Selain itu, ia juga menyoroti dugaan pengaturan dalam proses pemilihan rekanan proyek, dimana sejumlah pihak tidak kompeten tetap dimenangkan karena kedekatan dengan oknum di lingkungan dinas.

> “Kami mencium adanya praktik pengkondisian dalam proses penunjukan langsung maupun tender. Ini jelas melanggar prinsip-prinsip dalam Perpres Nomor 16 Tahun 2018 tentang Pengadaan Barang/Jasa Pemerintah serta UU Nomor 28 Tahun 1999 tentang Penyelenggaraan Negara yang Bersih dan Bebas dari KKN,” tambahnya.

 

Tuntutan Penegakan Hukum

Kang Pram mendesak aparat penegak hukum, termasuk Kejaksaan dan Kepolisian, untuk segera melakukan investigasi mendalam terhadap proyek-proyek yang dijalankan oleh Dinas PERKIM dalam dua tahun terakhir. Ia menilai tindakan tegas diperlukan untuk menghentikan praktik pembiaran terhadap kerugian keuangan negara.

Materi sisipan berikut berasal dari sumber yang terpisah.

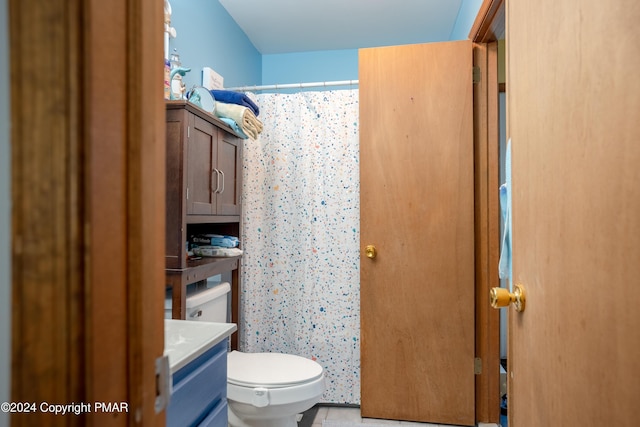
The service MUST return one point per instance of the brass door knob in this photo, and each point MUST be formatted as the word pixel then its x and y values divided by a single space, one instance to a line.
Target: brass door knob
pixel 501 297
pixel 370 251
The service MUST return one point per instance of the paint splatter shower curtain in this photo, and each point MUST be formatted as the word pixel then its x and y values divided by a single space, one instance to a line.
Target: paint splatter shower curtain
pixel 301 271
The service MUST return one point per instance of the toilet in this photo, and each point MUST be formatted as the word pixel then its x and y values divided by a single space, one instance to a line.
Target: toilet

> “Uang rakyat jangan dibiarkan digerogoti oleh mafia proyek yang berlindung di balik jabatan. Bupati, Inspektorat, hingga APH harus segera bertindak sebelum publik kehilangan kepercayaan,” pungkasnya.

Masyarakat kini menunggu respons dari Pemerintah Kabupaten Garut dan aparat penegak hukum atas dugaan serius ini. Jika terbukti, tindakan administratif hingga pidana dapat dikenakan terhadap pihak-pihak yang terlibat.